Methods: A retrospective analysis of all myositis specific antibody tests was performed at King's College Hospital between January 2017 and April 2022 as part of a service usage evaluation. Inclusion criteria included a positive MDA-5 antibody on myositis blot ( >6 units as per manufacturer guidelines) or positive immunoprecipitation result. In the instance of multiple tests on the same patient the earliest result was used. The rate at which MDA-5 Ab was detected and trends over time was analysed using logistic regression and two-sample test of proportions to compare rates prior to the pandemic and subsequently using date Covid-19 first described in UK as 29th/Jan/2020.
Results: 2,627 patients underwent extended nuclear antigen myositis blot or immunoprecipitation. There has been a slight increase in the number of tests performed over time. There was a fall in testing immediately at the beginning of the pandemic, but this has returned to pre-pandemic levels (Graph 1). Pre-pandemic an average 480 tests per year were carried out, compared to 518 tests per year since. The total proportion of patients testing positive for any MSA or MAA was 38.28% and is not significantly different between pre and post pandemic (37.25% vs 39.62% p=0.22).
Overall, 1.67% of samples test positive for MDA5 (n=44). Pre-pandemic 1.15% were MDA5 positive, compared to 2.23% since (p=0.021 by two-sample test of proportions) (Table 1). Graph 2 shows changing pattern over time. Proportion of MDA5 positive tests has increased by a co-efficient of 0.0049 (95%CI 0.0016-0.0082) per year with test for trend p=0.01.
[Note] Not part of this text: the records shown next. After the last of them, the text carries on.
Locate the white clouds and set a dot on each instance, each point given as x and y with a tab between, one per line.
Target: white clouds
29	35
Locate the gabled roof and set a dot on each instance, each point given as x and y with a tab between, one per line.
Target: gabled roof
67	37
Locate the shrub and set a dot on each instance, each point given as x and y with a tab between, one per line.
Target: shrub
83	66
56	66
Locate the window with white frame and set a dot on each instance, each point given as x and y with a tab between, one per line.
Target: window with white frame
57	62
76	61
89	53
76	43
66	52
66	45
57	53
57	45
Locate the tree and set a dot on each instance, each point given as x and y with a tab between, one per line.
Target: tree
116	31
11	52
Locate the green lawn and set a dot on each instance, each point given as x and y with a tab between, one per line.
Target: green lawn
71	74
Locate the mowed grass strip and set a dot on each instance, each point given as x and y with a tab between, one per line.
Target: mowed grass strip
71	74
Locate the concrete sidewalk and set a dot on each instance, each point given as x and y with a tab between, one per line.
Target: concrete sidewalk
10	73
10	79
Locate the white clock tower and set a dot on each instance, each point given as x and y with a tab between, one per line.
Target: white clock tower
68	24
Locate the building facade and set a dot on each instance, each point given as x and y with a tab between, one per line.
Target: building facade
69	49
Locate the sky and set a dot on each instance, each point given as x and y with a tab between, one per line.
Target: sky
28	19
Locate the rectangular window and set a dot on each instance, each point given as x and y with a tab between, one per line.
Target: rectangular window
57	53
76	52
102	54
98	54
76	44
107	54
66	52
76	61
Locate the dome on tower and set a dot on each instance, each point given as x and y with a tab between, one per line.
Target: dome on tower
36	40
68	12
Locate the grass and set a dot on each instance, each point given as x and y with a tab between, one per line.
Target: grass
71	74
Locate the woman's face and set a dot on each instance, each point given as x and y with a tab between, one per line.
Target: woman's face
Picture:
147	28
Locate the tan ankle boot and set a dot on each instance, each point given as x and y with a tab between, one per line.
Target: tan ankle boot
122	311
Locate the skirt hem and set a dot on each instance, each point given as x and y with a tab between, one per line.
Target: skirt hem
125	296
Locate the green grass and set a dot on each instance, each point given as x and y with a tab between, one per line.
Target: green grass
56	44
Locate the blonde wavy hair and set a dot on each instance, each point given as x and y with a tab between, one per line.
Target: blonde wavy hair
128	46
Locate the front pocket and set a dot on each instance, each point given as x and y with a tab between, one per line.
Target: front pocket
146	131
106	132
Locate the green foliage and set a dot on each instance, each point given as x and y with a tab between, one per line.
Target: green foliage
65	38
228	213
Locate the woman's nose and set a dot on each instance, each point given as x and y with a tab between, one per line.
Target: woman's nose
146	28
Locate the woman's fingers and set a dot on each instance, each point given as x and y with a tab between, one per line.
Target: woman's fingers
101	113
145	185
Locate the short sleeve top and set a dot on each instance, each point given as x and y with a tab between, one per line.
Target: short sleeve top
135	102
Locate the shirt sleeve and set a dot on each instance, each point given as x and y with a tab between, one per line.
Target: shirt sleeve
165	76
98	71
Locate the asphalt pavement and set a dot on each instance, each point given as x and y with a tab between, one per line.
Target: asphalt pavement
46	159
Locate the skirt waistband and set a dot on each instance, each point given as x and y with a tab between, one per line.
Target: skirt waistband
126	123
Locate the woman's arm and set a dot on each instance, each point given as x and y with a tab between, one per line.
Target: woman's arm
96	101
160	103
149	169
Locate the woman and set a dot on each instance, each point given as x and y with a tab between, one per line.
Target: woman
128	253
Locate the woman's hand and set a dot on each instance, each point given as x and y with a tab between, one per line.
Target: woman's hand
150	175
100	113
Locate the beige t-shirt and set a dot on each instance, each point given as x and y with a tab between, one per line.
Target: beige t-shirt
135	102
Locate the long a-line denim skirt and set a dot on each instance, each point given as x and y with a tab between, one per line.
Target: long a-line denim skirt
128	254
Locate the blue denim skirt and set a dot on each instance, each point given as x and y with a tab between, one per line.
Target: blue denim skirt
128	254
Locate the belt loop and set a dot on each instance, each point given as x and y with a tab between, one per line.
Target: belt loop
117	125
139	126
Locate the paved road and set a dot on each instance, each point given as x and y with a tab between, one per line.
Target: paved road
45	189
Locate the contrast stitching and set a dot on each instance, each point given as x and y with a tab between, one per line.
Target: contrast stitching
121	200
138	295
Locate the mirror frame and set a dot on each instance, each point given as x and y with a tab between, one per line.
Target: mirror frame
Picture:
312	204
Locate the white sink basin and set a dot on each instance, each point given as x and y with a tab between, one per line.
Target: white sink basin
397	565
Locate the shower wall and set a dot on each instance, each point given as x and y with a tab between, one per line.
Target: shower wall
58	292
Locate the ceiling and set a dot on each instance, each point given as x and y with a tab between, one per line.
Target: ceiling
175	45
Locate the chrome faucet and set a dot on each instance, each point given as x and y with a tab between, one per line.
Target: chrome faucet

Conclusion: Despite the dramatic fall in testing during the peak of the pandemic, just over 2 years later antibody testing is increasing at this tertiary centre again, with a higher burden of disease being anti-MDA-5 positive than prior to the pandemic. Given MDA-5 is associated with worse outcomes in idiopathic inflammatory myopathies and a higher burden of interstitial lung disease, further research is warranted to elucidate the clinical relevance of increasing presence of anti-MDA5 and identify if Covid-19 infection or vaccination could be a trigger for this disease. Graph 1. Histogram showing number of MSA tests reported over duration of study
Graph 2. Proportion of MSA tests showing a positive MDA-5 result over time with dotted line demonstrating time pandemic onset
Table 1. Table showing number of MDA5 positive patients per year since 2017. Note that 2022 results only include test up to 31/Mar/2022 Disclosures: J. Hannah, None; S. Ali, None; S. Arora, None; J. Cazabon, None; J. Galloway, AbbVie, AstraZeneca, Biogen, Celgene, Galapagos, Gilead, Janssen, Medicago, Lilly, Novartis, Novavax, Pfizer, Roche, UCB; P. Gordon, Eli Lilly, UCB, Corbus, Galapagos.